You should at least know how much you give in dollars and as a percentage of your income. Then you can make a thoughtful choice about whether you may want to give less, and what to do with that money instead.
You should also know where you fall in the list of givers to your church. If you are the biggest single giver, the church may be too dependent on you. You may not choose to give less, but you can have a conversation with key leaders about this fact, and how to encourage others to give more.
2. Are you too generous with your time? You may be giving too much of your time away. When you spend large chunks of time with anyone who asks for it, you allow others to set your agenda. The people at church who repeatedly ask you to do this are usually the most unregulated. When you say yes to their constant demands for your time, you do not help them. Instead, you teach them to be dependent on you. They need someone to say no to them more often. And if you are going to keep moving toward your own ministry goals, you need to say no.
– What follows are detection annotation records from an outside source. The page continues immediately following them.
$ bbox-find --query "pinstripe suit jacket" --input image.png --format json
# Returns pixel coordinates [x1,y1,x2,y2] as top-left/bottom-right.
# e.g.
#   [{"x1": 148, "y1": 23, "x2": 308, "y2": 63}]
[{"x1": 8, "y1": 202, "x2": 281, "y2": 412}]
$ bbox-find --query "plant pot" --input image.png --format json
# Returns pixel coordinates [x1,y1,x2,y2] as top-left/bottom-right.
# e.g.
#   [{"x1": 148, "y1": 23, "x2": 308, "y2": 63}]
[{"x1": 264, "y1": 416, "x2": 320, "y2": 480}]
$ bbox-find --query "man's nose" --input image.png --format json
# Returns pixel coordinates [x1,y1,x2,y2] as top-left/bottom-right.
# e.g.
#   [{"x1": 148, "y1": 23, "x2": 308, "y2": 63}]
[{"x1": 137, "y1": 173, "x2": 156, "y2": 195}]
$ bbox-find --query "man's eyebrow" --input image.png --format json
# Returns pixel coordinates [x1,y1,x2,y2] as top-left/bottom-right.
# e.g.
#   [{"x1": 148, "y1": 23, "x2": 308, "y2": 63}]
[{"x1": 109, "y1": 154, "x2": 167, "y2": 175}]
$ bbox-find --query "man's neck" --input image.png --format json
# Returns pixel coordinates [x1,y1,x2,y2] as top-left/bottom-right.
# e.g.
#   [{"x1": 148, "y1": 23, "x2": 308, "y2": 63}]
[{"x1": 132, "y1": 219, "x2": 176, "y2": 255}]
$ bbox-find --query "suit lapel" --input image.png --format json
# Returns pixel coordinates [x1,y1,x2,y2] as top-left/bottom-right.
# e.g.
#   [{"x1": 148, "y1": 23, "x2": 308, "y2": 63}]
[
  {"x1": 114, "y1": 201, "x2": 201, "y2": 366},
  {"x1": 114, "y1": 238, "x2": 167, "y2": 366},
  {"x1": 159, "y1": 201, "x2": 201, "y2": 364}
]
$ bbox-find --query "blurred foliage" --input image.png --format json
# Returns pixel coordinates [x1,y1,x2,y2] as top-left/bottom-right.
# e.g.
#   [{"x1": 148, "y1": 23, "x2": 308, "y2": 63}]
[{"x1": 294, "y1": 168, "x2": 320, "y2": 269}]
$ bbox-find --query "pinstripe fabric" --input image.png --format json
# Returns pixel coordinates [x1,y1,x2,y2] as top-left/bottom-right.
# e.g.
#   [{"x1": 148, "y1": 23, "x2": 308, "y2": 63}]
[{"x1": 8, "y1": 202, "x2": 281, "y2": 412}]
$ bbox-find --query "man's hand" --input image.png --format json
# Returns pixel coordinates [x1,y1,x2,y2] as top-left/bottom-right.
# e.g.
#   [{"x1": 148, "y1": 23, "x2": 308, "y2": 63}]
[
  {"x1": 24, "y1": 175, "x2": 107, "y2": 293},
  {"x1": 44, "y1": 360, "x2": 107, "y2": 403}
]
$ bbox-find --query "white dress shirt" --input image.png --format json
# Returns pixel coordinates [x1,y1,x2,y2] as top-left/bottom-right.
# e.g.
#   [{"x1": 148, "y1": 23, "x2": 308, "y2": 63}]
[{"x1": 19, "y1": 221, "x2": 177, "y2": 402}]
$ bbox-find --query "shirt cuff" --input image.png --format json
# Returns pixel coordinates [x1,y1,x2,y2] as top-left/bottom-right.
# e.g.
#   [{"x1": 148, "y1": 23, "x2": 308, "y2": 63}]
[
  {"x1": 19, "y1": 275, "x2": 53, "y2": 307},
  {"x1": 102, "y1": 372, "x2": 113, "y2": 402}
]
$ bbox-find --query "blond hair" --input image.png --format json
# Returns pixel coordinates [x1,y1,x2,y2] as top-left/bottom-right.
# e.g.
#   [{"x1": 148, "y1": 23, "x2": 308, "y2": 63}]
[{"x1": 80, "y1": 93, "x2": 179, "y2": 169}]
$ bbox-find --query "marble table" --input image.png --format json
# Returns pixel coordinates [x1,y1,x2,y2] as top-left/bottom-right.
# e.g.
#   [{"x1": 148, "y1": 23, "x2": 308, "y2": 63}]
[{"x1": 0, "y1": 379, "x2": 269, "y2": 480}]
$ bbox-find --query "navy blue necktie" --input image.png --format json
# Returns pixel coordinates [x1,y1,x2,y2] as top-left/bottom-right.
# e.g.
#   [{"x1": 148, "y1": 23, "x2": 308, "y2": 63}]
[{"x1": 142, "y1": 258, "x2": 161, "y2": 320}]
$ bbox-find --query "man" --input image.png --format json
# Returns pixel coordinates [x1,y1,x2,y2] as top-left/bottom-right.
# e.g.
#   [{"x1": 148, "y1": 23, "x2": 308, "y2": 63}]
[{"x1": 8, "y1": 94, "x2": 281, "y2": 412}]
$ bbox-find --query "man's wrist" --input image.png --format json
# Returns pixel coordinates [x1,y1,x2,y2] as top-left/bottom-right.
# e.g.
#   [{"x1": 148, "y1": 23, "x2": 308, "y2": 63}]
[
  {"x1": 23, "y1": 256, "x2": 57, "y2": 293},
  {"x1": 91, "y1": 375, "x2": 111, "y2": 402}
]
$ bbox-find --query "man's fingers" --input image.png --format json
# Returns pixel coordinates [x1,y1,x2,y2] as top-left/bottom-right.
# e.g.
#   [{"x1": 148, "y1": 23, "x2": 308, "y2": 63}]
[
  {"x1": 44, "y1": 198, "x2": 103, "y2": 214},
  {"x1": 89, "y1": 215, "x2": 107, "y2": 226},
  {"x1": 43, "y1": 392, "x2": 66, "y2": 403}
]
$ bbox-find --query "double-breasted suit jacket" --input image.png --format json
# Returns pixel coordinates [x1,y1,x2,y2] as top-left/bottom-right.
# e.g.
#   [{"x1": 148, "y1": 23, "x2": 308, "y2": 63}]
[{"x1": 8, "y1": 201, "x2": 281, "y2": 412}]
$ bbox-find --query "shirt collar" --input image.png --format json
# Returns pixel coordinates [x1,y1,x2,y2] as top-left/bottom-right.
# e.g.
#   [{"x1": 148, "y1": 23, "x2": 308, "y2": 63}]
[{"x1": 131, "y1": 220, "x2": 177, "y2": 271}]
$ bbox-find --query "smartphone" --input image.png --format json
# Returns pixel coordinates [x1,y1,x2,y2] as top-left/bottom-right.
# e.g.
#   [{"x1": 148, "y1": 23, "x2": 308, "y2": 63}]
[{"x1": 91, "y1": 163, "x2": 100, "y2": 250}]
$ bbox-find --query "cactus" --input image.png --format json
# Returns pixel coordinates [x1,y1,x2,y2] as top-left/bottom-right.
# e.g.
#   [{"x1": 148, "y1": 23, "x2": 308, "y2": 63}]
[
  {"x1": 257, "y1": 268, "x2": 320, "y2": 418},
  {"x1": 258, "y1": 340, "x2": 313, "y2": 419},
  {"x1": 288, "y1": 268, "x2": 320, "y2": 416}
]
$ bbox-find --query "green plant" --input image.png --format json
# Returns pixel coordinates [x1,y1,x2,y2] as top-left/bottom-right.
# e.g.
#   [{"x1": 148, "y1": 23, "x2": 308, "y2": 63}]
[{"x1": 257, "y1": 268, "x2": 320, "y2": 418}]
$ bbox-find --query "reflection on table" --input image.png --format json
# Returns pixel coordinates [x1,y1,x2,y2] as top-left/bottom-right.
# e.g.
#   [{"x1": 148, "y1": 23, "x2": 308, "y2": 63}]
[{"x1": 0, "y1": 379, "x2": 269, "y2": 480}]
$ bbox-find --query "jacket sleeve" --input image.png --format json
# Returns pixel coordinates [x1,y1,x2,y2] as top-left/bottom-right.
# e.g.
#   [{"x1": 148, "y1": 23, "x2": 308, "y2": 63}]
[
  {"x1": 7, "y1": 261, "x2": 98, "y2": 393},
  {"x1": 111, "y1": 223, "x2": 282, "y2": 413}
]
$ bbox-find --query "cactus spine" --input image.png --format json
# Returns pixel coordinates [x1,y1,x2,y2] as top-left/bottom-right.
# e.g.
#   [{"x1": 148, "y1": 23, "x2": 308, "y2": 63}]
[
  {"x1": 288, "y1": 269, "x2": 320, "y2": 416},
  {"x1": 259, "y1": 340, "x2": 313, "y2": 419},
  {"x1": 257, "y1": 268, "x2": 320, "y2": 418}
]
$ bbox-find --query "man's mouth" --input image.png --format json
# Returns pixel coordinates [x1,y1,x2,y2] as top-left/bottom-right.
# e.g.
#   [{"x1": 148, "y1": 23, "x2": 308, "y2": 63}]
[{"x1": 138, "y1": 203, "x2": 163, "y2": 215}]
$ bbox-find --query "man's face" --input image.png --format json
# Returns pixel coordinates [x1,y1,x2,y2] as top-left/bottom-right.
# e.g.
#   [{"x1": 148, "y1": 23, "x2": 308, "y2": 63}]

Of course, ministry does sometimes mean you set your own agenda aside to spend time with others. However, if you constantly put your goals last, you will never move forward on the initiatives that matter most to you.
3. Are you too generous with your forgiveness? What I mean by this is continually tolerating bad behavior in people who don’t want to take responsibility for themselves. We often say, “Let’s give him another chance.” This is related to item #2. Church leaders often are too accommodating to staff, volunteers and members who lack boundaries and repeatedly don’t fulfill their responsibilities. You will help them more if you expect them to carry out their commitments.
When you set limits with people like this, they will think you are mean. Just because they think you are mean, it doesn’t follow that they are right. In fact, it can be kinder to set higher expectations with someone than to continually accommodate them. You help them grow.
Of course I don’t mean we withhold forgiveness. But I do mean there need to be consequences for bad behavior. Holding people to account is good for everyone.
I believe in generosity and in encouraging ourselves to become more generous with our resources, including our time and emotional energy. But I recommend you be thoughtful as you give of yourself. Know when to draw the line with money, time and your willingness to be flexible with others. Remember, only God has infinite resources.
Where do you show too much generosity?